The Linux Page Cache

The Linux Page Cache

Figure: The Linux Page Cache

The role of the Linux page cache is to speed up access to files on disk. Memory mapped files are read a page at a time and these pages are stored in the page cache. The figure above shows that the page cache consists of the page_hash_table, a vector of pointers to mem_map_t data structures.

Each file in Linux is identified by a VFS inode data structure (described previously). Each VFS inode is unique and fully describes one and only one file. The index into the page table is derived from the file’s VFS inode and the offset into the file.

Whenever a page is read from a memory mapped file, for example when it needs to be brought back into memory during demand paging, the page is read through the page cache. If the page is present in the cache, a pointer to the mem_map_t data structure representing it is returned to the page fault handling code. Otherwise the page must be brought into memory from the file system that holds the image. Linux allocates a physical page and reads the page from the file on disk.
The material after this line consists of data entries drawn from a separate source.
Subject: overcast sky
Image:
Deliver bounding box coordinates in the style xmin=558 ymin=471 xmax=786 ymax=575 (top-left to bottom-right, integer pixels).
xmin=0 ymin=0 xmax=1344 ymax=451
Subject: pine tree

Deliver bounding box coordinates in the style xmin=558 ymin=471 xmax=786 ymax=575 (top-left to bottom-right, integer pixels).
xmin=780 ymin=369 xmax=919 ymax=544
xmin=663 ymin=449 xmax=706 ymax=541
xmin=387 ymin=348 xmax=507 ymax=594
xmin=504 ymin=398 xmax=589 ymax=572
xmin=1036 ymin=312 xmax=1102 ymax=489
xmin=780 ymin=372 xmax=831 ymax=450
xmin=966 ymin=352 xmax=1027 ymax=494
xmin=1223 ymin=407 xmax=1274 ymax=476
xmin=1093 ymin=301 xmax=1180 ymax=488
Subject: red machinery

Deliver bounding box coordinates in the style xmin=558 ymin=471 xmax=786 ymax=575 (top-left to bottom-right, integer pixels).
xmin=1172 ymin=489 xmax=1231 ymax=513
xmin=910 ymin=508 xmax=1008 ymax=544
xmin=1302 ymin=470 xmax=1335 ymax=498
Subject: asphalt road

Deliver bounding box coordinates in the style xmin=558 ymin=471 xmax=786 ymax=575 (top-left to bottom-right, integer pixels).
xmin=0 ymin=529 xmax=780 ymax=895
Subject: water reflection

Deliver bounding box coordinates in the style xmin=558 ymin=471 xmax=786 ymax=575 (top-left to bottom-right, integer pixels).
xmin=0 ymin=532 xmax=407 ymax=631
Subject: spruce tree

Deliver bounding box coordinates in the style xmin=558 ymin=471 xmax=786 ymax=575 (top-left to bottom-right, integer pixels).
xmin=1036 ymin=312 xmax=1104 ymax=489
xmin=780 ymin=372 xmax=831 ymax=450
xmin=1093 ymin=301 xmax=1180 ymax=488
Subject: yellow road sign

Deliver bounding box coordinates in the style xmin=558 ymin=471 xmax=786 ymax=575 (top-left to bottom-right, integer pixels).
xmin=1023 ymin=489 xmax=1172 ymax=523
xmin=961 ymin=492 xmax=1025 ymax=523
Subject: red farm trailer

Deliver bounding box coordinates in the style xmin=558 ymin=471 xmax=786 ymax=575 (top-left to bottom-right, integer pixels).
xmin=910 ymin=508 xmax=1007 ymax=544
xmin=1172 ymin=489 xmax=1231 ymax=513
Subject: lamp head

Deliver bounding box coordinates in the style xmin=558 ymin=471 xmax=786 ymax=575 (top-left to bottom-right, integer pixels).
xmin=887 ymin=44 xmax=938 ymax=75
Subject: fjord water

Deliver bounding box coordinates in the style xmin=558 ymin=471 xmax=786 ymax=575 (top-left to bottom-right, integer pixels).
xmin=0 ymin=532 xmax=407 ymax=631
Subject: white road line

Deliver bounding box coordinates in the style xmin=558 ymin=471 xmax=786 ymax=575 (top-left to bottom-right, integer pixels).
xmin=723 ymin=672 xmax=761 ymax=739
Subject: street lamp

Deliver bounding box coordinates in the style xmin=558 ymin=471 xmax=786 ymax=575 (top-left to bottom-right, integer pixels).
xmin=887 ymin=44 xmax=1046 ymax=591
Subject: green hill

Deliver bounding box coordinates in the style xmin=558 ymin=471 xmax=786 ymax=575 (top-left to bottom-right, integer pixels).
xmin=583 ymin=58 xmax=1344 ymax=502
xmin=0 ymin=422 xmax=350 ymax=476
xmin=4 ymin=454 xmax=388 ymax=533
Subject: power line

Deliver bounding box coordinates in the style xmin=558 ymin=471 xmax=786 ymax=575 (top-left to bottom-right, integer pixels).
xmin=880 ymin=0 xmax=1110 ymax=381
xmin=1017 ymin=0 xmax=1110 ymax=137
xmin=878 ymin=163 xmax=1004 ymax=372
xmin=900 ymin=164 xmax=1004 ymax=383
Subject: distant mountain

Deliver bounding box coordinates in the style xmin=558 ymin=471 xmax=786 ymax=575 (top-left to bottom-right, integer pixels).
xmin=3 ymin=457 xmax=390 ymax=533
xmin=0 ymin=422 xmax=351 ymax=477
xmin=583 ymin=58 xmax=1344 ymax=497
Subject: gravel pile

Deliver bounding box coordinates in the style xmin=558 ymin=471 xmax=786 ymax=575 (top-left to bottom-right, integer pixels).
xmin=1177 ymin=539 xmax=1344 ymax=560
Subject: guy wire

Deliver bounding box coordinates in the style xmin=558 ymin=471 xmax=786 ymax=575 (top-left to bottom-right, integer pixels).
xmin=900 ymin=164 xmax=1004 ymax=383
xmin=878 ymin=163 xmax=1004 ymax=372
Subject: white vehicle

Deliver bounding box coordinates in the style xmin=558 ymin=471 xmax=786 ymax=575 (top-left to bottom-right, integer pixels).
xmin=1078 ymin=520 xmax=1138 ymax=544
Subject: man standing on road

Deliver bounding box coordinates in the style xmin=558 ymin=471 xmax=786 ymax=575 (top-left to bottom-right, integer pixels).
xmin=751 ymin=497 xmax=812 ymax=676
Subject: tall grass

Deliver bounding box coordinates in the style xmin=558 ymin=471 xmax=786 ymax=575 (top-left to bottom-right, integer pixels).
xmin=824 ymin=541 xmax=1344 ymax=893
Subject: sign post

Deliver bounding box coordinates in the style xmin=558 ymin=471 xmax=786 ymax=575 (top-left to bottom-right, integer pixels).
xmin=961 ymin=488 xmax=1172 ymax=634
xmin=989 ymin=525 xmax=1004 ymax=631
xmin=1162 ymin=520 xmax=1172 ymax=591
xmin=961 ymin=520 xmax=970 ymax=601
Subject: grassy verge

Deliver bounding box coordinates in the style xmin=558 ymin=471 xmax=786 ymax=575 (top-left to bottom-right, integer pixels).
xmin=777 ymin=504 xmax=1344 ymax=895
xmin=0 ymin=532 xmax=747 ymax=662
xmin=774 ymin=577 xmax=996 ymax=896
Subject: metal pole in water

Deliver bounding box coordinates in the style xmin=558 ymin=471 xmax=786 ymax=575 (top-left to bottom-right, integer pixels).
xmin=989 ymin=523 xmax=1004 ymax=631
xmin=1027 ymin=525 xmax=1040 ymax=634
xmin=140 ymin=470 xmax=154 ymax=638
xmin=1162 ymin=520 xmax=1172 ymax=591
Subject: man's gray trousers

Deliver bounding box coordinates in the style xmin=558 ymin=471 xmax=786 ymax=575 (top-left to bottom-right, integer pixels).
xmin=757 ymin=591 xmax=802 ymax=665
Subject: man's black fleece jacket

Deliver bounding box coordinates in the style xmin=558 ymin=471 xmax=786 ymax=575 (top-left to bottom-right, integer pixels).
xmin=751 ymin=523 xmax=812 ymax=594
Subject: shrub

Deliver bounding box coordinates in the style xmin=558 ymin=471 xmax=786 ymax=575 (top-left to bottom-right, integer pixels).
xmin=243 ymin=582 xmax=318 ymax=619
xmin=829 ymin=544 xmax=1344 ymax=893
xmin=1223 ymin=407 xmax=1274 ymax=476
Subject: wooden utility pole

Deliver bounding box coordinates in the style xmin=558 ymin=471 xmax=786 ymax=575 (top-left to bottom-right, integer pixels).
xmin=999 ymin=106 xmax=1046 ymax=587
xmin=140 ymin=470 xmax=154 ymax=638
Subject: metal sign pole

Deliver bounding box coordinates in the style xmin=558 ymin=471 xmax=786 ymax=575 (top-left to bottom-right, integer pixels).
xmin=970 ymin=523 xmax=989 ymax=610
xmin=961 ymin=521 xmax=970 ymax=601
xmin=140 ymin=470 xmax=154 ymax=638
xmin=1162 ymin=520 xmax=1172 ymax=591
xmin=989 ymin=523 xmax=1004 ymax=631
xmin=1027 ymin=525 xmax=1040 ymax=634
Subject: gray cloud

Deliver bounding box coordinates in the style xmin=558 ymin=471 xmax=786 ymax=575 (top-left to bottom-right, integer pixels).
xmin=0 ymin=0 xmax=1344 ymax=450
If it is possible, Linux will initiate a read of the next page in the file. This single page read ahead means that if the process is accessing the pages in the file serially, the next page will be waiting in memory for the process.

Over time the page cache grows as images are read and executed. Pages will be removed from the cache as they are no longer needed, say as an image is no longer being used by any process. As Linux uses memory it can start to run low on physical pages. In this case Linux will reduce the size of the page cache.

Reducing the Size of the Page and Buffer Caches

The pages held in the page and buffer caches are good candidates for being freed into the free_area vector. The Page Cache, which contains pages of memory mapped files, may contain unneccessary pages that are filling up the system’s memory. Likewise the Buffer Cache, which contains buffers read from or being written to physical devices, may also contain unneeded buffers. When the physical pages in the system start to run out, discarding pages from these caches is relatively easy as it requires no writing to physical devices (unlike swapping pages out of memory). Discarding these pages does not have too many harmful side effects other than making access to physical devices and memory mapped files slower. However, if the discarding of pages from these caches is done fairly, all processes will suffer equally.

Every time the kernel swap daemon tries to shrink these caches it examines a block of pages in the mem_map page vector to see if any can be discarded from physical memory. The size of the block of pages examined is higher if the kernel swap daemon is intensively swapping; that is if the number of free pages in the system has fallen dangerously low. The blocks of pages are examined in a cyclical manner; a different block of pages is examined each time an attempt is made to shrink the memory map. This is known as the clock algorithm as, rather like the minute hand of a clock, the whole mem_map page vector is examined a few pages at a time.

Each page being examined is checked to see if it is cached in either the page cache or the buffer cache. You should note that shared pages are not considered for discarding at this time and that a page cannot be in both caches at the same time. If the page is not in either cache then the next page in the mem_map page vector is examined.

Pages are cached in the buffer cache (or rather the buffers within the pages are cached) to make buffer allocation and deallocation more efficient. The memory map shrinking code tries to free the buffers that are contained within the page being examined.

If all the buffers are freed, then the pages that contain them are also be freed. If the examined page is in the Linux page cache, it is removed from the page cache and freed.

When enough pages have been freed on this attempt then the kernel swap daemon will wait until the next time it is periodically awakened. As none of the freed pages were part of any process’ virtual memory (they were cached pages), then no page tables need updating. If there were not enough cached pages discarded then the swap daemon will try to swap out some shared pages.